Once you have determined your loaded trailer and tongue weights, you should select the hitch model that can handle your weights. If the weights you gave me are what your loaded weights are, then you will be fine with the 1,000 lb. hitch you currently have. However, you may find that your tongue weight is going to be over the 1,000 lb. rating of the hitch. In that case, you would want to move up to whichever model (1,200 or 1,400) can handle your tongue weight.

Once you have determined which hitch model you need, you have the option of going up one hitch size. Most of the time this is only done if you are planning on upgrading to a larger trailer in the future. Buying more hitch than you need will not provide you with any better sway control or weight distribution.
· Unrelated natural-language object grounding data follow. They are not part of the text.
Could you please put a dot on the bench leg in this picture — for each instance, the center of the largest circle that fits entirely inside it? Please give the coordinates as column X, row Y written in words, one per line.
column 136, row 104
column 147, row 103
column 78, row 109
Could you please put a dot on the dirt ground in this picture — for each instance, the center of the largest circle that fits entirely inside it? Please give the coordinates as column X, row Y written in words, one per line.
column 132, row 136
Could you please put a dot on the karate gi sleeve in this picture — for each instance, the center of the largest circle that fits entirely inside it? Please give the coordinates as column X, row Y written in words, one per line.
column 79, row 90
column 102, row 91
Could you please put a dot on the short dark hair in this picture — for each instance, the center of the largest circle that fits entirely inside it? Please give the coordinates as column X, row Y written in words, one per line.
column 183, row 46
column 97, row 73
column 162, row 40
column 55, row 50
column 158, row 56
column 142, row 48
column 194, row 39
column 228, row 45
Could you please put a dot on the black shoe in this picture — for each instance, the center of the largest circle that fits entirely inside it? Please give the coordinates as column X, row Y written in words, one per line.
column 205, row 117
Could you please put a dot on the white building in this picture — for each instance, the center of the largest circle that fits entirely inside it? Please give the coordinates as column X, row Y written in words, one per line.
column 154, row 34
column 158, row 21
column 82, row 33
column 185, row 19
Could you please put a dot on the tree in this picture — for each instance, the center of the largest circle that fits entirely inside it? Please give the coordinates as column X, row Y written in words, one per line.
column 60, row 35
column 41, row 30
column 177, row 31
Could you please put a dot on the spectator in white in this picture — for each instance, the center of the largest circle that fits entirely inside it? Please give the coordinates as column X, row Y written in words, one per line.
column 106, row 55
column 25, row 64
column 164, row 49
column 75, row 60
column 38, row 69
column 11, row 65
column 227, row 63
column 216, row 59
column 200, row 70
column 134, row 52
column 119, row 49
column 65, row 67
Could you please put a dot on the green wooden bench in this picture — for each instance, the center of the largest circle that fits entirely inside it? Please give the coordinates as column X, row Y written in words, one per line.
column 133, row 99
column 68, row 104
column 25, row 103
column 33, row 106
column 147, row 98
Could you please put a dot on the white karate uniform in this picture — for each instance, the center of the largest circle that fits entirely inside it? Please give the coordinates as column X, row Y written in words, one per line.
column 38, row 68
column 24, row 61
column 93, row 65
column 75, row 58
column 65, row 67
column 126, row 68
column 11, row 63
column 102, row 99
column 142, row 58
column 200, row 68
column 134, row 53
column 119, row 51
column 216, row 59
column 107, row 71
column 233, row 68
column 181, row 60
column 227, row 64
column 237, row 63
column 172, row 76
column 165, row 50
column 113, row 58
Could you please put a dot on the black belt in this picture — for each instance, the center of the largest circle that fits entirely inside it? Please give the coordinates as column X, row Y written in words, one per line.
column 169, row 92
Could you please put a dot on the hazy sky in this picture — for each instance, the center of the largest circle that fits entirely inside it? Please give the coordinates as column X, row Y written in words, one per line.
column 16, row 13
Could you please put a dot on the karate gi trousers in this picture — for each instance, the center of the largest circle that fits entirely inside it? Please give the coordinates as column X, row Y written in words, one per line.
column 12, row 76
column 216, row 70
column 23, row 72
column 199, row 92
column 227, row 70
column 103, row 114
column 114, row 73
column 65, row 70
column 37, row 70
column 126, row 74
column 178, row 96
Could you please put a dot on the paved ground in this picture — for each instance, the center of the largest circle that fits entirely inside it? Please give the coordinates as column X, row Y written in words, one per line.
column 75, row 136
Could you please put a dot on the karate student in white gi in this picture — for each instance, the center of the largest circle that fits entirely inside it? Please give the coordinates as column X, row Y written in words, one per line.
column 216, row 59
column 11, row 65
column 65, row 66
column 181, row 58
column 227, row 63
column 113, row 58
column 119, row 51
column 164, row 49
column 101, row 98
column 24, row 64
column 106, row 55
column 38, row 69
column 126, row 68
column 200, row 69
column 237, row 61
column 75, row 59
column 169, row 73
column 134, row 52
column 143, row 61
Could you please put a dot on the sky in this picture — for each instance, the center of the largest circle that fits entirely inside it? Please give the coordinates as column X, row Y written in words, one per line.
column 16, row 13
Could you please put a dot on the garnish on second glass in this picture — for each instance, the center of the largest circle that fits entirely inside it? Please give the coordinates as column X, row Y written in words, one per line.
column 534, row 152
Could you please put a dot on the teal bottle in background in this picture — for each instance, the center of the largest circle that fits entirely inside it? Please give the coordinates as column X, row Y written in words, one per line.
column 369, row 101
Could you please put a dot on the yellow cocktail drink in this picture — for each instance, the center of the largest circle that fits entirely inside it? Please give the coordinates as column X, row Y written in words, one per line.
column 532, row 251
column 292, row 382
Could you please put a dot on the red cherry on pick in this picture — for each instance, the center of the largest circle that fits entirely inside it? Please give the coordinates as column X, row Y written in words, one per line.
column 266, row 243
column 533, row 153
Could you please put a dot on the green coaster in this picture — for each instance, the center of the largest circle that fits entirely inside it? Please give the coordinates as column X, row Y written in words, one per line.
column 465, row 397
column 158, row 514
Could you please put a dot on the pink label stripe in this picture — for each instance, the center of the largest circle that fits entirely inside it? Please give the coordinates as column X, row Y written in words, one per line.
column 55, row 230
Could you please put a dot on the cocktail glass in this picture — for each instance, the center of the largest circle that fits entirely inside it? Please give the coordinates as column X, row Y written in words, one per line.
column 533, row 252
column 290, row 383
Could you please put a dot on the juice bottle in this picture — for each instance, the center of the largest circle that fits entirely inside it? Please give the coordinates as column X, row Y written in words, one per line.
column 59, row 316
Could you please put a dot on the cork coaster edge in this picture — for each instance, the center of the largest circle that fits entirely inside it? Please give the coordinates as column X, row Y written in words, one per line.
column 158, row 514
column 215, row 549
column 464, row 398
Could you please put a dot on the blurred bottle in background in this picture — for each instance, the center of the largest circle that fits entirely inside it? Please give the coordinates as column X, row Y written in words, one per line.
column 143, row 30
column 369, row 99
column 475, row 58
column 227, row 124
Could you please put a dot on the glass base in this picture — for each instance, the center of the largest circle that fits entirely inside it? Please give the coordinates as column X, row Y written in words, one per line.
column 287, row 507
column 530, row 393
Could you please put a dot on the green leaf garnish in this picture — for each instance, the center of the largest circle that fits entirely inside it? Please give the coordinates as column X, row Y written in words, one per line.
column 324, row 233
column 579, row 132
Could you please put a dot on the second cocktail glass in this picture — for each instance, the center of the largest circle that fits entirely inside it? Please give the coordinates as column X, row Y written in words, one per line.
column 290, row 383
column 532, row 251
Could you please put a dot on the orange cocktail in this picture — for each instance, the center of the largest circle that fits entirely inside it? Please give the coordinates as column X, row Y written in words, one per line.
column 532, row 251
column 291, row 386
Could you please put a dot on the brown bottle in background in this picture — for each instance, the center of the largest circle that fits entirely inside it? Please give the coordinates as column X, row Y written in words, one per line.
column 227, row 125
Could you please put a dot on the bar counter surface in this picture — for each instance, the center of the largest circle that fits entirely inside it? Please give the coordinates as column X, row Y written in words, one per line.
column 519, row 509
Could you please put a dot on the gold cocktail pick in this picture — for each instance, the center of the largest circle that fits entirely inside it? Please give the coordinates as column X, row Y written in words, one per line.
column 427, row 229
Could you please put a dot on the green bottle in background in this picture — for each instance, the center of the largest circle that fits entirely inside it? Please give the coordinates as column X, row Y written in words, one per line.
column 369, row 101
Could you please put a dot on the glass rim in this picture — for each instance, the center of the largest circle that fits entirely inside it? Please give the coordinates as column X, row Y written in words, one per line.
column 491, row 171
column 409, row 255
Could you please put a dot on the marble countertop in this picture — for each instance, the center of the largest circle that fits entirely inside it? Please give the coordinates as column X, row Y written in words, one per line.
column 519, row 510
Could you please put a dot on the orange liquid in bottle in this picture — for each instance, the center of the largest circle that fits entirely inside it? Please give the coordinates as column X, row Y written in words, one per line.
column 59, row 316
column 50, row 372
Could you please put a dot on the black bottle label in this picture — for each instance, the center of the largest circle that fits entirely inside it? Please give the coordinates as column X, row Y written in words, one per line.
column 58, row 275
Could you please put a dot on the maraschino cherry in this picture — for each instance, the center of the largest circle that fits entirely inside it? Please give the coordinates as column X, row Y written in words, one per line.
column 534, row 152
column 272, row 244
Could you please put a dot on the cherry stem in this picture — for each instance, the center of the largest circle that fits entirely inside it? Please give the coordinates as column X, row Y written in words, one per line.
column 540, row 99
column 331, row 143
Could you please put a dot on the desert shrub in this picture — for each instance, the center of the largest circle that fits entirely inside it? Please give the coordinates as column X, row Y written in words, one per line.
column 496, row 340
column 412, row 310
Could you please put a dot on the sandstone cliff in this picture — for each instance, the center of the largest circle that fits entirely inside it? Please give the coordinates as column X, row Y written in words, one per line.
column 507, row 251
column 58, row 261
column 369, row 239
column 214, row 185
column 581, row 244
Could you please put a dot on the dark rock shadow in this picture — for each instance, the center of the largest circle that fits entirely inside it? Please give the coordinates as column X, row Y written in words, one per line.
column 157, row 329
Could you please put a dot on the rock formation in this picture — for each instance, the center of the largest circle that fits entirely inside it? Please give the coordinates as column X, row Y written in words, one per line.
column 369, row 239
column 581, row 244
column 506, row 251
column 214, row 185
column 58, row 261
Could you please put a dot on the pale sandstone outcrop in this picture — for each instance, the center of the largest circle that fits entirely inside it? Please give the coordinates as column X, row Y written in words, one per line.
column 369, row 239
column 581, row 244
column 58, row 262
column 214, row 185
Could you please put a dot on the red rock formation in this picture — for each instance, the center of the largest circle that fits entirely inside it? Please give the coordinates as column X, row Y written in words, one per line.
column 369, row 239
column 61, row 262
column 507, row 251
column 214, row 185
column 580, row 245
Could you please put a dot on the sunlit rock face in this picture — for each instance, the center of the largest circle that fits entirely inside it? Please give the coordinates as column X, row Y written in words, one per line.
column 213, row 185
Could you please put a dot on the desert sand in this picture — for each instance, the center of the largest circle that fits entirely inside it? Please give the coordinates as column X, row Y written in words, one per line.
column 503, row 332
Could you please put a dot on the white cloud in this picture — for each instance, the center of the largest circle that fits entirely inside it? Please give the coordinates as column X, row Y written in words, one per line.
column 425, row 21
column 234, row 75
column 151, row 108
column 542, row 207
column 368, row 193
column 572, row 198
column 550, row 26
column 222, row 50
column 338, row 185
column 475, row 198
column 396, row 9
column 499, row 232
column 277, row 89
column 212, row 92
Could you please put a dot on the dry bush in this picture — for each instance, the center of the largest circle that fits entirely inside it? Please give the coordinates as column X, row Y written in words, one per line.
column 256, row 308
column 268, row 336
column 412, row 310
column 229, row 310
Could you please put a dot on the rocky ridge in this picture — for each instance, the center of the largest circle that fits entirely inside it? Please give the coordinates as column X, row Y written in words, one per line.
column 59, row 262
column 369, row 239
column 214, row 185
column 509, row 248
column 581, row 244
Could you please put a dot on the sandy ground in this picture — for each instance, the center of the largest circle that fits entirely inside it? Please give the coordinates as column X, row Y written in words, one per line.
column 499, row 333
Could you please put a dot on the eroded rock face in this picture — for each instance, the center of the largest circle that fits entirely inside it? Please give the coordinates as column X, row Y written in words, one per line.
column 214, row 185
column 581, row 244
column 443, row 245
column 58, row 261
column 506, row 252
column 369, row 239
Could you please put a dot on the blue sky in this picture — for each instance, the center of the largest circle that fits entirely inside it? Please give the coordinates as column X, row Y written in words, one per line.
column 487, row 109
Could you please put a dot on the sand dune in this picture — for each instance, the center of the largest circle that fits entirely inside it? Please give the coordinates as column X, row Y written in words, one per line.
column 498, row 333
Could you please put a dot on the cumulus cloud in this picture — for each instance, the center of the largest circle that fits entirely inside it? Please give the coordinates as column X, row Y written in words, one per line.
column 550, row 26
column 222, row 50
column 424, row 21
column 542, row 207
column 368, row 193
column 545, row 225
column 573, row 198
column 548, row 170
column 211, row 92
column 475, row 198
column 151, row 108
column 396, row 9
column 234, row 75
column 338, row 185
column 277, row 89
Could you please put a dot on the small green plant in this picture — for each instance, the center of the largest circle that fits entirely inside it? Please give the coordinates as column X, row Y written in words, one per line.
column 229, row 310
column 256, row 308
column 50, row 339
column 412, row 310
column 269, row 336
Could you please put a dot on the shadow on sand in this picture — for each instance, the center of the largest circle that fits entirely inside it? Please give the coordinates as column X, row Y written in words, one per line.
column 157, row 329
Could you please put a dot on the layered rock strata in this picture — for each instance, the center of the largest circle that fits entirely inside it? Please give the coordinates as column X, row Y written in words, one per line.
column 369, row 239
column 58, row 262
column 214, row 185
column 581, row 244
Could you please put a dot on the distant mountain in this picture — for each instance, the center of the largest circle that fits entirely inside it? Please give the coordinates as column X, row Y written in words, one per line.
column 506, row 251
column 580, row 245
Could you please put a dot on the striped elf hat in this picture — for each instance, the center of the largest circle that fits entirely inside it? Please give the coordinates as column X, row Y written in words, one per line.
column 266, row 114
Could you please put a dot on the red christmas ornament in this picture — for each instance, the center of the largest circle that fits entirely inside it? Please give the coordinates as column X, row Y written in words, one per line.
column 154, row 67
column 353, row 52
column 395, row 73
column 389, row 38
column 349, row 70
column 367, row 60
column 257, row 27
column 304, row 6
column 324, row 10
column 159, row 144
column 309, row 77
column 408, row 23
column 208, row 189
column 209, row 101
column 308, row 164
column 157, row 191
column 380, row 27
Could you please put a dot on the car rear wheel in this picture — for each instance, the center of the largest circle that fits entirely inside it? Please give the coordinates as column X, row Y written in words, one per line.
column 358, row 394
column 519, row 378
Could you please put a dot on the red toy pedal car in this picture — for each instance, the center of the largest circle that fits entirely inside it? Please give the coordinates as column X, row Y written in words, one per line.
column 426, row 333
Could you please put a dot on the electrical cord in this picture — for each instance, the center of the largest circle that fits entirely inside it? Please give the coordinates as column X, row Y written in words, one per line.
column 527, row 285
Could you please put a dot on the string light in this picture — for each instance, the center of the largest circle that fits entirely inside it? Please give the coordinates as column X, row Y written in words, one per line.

We recommend that you do not go more than one size over what you need as this can lead bouncing or bumping as you do not have enough weight for the spring arms to slightly flex.

If you do upgrade your hitch, you will need to replace both the hitch head and the spring arms. The spring arms get thicker as you move up in hitch model. Because of this, the arm sockets in the hitch head that the spring arms plug into also get bigger. In turn, the hitch head also gets bigger so the larger sockets will still fit into the head. You can keep the same sway brackets and shank, as these do not change between hitch models.

Let me know if you have any more questions.

Thanks,

Chris Salway
Progress Mfg Inc.
1-800-478-5578
[email protected]

Bill, it appears your 23RS has a tongue weight of 550 pounds and GVWR of 7070. So depending on how you load the camper you could almost get by with the 600/6,000 Equalizer set up. The 1,200/12,000 may actually be overkill.

Anyway, whatever you use I hope it works well for you,

Greg


----------